Beyond the Grave is an intriguingly enigmatic film about the end of the world.

Why was the world ended?  To the film’s credit, this is left intentionally vague.  Some characters mention that the “Seven Gateways of Hell” have been opened.  (Just the term “Seven Gateways of Hell” pays wonderful homage to Lucio Fulci’s horror classics, The Beyond and City of the Living Dead.)  At one point, we spy some graffiti reading, “Beware the Walking Dude,” which, of course, brings to mind the apocalyptic fiction of Stephen King.  Occasionally, small groups of “returners” are seen aimlessly wandering up and down empty highways.  Are they zombies or are they something else?  Occasionally, on the radio, a disembodied voice is heard over a car radio.  “This is the end of the world,” the voice says, “If you are listening to this, it is already too late.”

One thing that quickly becomes obvious is that there’s very few “normal” people left alive.  One of these is a mysterious and enigmatic man known as the Officer (Rafael Tombini).  The Officer, who carries both a sword and a gun that carries only one bullet, drives a police car over the deserted landscape and dispenses his own form of justice.  Who he works for or if there’s any sort of controlling legal authority left in this world is another issue that the film leads intriguingly vague.
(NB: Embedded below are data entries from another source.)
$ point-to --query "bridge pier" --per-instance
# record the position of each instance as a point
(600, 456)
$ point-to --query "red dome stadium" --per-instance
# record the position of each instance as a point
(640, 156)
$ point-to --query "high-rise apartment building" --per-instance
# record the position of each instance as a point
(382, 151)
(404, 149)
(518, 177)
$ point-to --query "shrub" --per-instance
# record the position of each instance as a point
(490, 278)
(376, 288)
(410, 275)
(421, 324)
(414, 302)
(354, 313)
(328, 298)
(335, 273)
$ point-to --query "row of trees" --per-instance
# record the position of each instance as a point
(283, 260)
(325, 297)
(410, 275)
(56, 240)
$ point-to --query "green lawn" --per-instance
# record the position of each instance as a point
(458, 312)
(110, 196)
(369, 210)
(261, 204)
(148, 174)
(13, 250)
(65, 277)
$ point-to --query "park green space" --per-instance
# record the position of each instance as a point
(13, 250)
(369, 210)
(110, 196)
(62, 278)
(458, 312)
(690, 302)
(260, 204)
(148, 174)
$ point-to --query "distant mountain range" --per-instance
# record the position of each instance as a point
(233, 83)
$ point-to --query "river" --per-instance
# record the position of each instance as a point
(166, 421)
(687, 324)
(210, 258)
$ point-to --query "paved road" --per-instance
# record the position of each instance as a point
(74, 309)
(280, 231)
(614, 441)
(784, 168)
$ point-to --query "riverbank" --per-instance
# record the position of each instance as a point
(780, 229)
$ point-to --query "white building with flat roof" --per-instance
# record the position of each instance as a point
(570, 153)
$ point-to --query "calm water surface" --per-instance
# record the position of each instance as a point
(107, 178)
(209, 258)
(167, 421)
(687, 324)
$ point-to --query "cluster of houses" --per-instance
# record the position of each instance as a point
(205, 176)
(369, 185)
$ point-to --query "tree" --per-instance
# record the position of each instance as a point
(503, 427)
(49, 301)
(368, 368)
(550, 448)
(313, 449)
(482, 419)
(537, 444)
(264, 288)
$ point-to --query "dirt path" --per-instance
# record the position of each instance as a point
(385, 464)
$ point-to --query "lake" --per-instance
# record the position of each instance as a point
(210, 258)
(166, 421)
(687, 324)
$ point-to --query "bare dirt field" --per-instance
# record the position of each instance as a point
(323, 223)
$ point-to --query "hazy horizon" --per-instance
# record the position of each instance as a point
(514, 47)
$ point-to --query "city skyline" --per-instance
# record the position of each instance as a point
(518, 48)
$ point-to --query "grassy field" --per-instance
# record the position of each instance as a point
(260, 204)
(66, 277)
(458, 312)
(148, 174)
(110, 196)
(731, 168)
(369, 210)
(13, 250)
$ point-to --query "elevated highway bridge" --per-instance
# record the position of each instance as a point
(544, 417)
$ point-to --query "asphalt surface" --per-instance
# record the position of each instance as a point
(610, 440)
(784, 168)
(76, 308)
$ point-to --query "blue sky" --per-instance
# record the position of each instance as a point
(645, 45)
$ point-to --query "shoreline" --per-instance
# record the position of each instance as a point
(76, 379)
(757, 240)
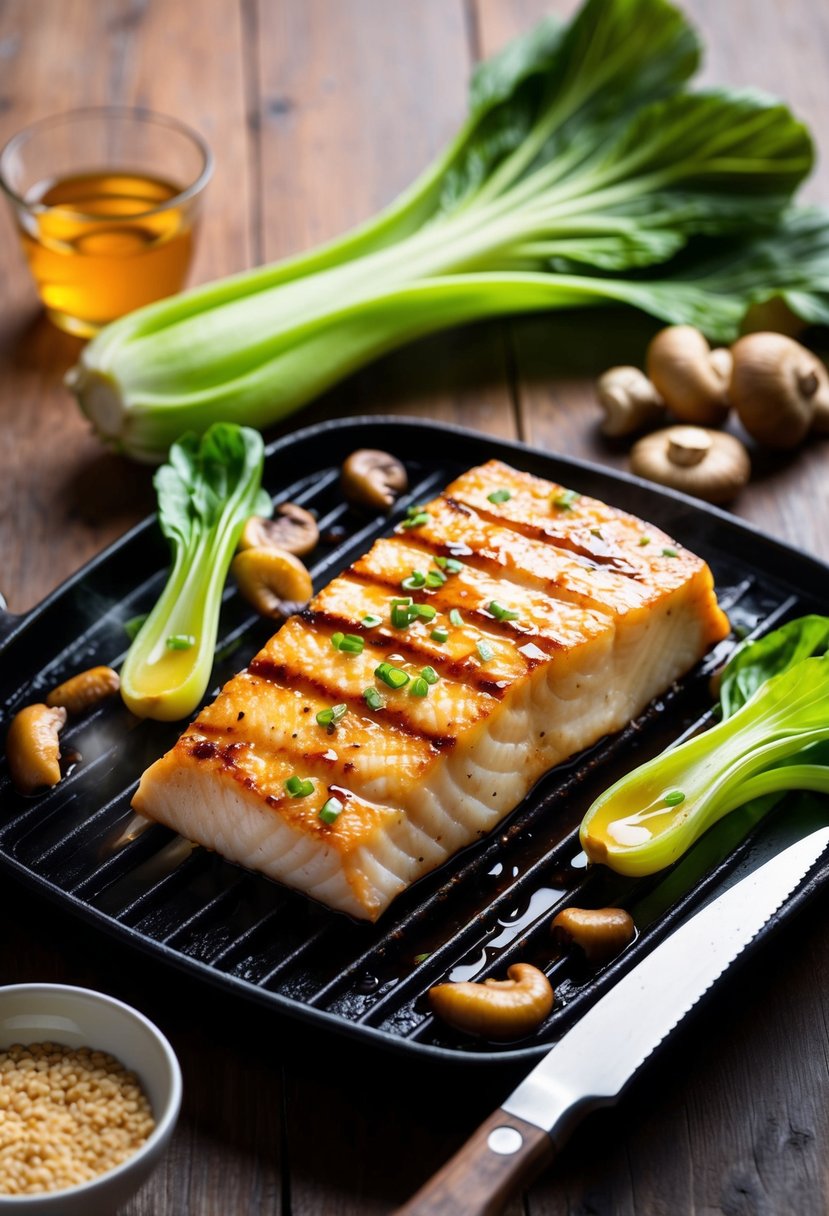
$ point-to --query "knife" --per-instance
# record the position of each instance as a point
(595, 1060)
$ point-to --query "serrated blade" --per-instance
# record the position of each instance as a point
(596, 1059)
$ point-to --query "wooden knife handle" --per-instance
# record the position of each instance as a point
(503, 1154)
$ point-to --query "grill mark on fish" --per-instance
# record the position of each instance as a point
(457, 669)
(390, 716)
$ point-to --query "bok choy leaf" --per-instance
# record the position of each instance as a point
(773, 738)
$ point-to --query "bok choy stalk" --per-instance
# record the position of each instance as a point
(582, 161)
(206, 493)
(773, 738)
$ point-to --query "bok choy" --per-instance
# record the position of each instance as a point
(584, 173)
(773, 738)
(206, 493)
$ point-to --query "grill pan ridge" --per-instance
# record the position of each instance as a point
(486, 907)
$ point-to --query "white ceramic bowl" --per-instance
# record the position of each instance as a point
(73, 1017)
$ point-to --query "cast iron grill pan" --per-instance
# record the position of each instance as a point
(489, 906)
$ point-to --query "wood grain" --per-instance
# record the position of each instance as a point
(319, 112)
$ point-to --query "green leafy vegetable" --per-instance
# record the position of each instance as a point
(584, 173)
(773, 738)
(206, 493)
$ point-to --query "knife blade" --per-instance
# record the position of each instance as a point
(595, 1060)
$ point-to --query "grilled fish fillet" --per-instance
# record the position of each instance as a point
(573, 615)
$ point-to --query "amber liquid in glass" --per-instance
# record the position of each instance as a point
(102, 247)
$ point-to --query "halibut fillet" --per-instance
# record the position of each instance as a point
(556, 620)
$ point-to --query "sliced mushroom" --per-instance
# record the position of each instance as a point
(496, 1008)
(293, 529)
(630, 401)
(33, 748)
(372, 478)
(709, 465)
(601, 933)
(774, 387)
(276, 584)
(691, 377)
(85, 690)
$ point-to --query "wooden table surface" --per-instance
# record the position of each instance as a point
(319, 111)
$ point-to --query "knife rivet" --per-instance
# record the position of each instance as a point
(505, 1141)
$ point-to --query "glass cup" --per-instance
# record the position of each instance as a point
(106, 202)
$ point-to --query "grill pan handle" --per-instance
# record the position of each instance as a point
(486, 1171)
(7, 619)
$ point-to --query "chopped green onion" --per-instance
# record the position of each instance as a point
(134, 624)
(449, 563)
(500, 612)
(400, 615)
(299, 788)
(565, 499)
(416, 521)
(392, 676)
(373, 698)
(331, 810)
(180, 642)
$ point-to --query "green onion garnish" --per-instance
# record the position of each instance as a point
(392, 676)
(565, 499)
(299, 788)
(349, 643)
(449, 563)
(373, 698)
(400, 617)
(134, 624)
(331, 810)
(500, 612)
(180, 642)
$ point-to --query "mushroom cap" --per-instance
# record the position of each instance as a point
(293, 530)
(372, 478)
(629, 399)
(691, 377)
(705, 463)
(773, 387)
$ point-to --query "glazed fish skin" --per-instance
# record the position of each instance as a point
(603, 613)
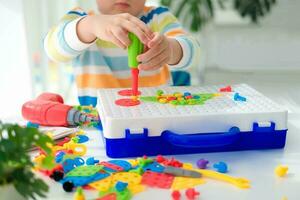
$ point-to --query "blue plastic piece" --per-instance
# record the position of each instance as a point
(59, 157)
(154, 167)
(91, 161)
(32, 125)
(122, 163)
(120, 186)
(172, 143)
(238, 97)
(84, 180)
(78, 161)
(82, 138)
(187, 94)
(221, 167)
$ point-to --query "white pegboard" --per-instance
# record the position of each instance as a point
(218, 114)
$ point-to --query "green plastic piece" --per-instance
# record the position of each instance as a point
(135, 48)
(138, 170)
(121, 195)
(143, 162)
(88, 170)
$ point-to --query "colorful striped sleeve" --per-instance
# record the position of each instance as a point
(168, 25)
(62, 43)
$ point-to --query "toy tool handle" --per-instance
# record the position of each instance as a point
(135, 48)
(202, 140)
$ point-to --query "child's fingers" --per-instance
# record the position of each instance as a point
(155, 63)
(121, 35)
(116, 41)
(142, 26)
(155, 40)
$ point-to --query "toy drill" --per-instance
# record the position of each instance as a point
(135, 48)
(49, 110)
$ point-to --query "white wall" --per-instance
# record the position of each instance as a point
(15, 83)
(274, 44)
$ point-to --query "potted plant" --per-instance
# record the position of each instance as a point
(17, 180)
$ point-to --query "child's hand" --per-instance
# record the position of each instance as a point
(160, 51)
(115, 28)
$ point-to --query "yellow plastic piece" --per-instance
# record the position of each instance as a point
(79, 194)
(133, 162)
(187, 166)
(102, 185)
(281, 170)
(239, 182)
(180, 183)
(132, 179)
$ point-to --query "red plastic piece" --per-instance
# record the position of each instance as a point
(127, 92)
(127, 102)
(47, 110)
(191, 193)
(176, 195)
(112, 166)
(226, 89)
(172, 162)
(135, 80)
(160, 159)
(111, 196)
(160, 180)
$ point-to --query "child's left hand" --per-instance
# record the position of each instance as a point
(159, 51)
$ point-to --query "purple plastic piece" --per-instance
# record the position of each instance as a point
(202, 163)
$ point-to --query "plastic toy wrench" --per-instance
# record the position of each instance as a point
(135, 48)
(239, 182)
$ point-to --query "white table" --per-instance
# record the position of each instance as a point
(258, 166)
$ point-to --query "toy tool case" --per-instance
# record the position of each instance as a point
(220, 124)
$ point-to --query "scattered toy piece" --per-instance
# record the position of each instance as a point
(191, 193)
(127, 102)
(79, 194)
(221, 167)
(202, 163)
(238, 97)
(127, 92)
(226, 89)
(281, 170)
(176, 195)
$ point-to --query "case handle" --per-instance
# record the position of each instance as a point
(202, 140)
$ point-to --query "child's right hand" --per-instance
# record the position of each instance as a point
(113, 28)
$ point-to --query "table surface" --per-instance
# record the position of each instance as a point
(258, 166)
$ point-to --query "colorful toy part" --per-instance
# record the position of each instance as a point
(238, 97)
(281, 170)
(79, 194)
(135, 48)
(202, 163)
(191, 193)
(239, 182)
(221, 167)
(226, 89)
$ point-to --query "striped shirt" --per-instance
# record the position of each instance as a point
(102, 64)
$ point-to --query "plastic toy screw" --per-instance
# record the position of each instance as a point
(221, 167)
(281, 170)
(191, 193)
(238, 97)
(120, 186)
(202, 163)
(79, 194)
(176, 195)
(91, 161)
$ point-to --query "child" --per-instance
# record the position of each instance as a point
(97, 44)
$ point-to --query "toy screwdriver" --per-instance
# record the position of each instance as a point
(135, 48)
(49, 110)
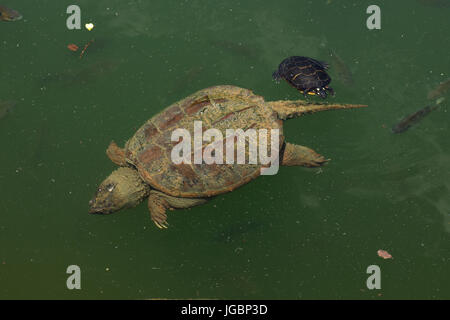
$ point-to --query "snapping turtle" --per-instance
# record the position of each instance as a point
(147, 168)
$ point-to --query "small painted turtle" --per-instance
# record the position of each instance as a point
(305, 74)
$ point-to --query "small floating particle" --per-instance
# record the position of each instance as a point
(384, 254)
(72, 47)
(89, 26)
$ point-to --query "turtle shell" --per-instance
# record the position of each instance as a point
(303, 73)
(220, 107)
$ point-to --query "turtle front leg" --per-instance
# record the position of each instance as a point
(159, 202)
(296, 155)
(116, 154)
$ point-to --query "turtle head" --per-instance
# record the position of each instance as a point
(123, 188)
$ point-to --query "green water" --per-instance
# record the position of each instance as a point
(301, 234)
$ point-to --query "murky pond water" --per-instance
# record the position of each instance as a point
(303, 233)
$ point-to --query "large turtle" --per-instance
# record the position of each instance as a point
(146, 165)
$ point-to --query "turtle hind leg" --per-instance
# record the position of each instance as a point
(116, 154)
(158, 203)
(296, 155)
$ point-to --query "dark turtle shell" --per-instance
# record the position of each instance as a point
(305, 74)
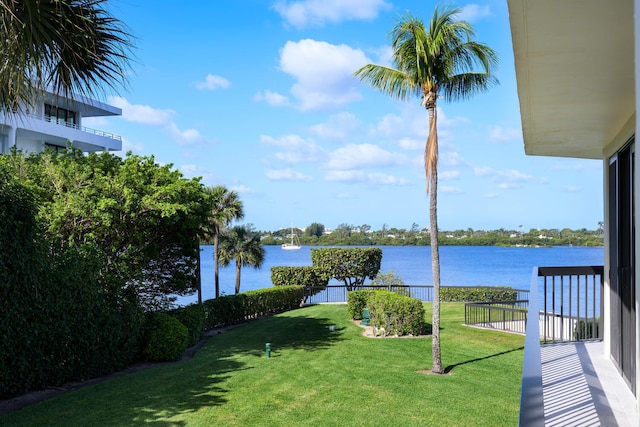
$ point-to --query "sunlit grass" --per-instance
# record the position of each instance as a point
(313, 377)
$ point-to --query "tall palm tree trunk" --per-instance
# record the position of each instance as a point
(216, 255)
(238, 269)
(431, 163)
(198, 275)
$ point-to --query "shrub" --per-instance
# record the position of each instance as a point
(397, 314)
(232, 309)
(166, 338)
(392, 282)
(349, 265)
(297, 276)
(193, 317)
(357, 301)
(477, 294)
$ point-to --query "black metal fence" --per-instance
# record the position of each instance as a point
(503, 315)
(571, 303)
(338, 293)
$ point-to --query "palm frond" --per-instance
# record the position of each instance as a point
(393, 82)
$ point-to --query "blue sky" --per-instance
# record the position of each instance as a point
(259, 96)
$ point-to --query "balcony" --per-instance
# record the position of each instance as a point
(33, 130)
(566, 378)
(I appreciated the fact that the film — much like Romero’s original Dead films and Cormac McCarthy’s The Road — only hinted at what had causes it’s world-changing cataclysm.  When it comes to end of the world, there should never be any simple answers.)

The Officer is hunting a demonic force known as the Dark Rider and, as he explains, it’s a search that he began before the world even ended.  (And, indeed, we saw in a brief flashback that the Dark Rider existed even when there was still civilization.)  Throughout the film, the Dark Rider jumps from body to body, all the while uttering, “What is near me, shall become mine.”

Working with two teenagers, the Officer searches the Dark Rider, taking time to only briefly rest at a compound.  When, about 42 minutes into the film, the Officer finally tracks the Rider down, something totally unexpected happens, something that forces the audience to reconsider everything that they had previously assumed about how the film was going to work.  I’m not going to tell you what happens.  That’s something you should discover for yourself.

Beyond the Grave is a visually stunning hybrid of a film.  It’s a western, a zombie movie, a postapocalyptic action film, and a philosophical rumination of man’s place in the universe, all wrapped up in one!  Director Davi de Oliveira Pinheiro gets the most out of the film’s bleak locations and Rafael Tombini gives an excellent lead performance as the enigmatic Officer. Beyond the Grave is an intriguing film, both for the questions it answers and for the ones that it leaves unanswered.  It’s a film that any horror fan should see and will appreciate.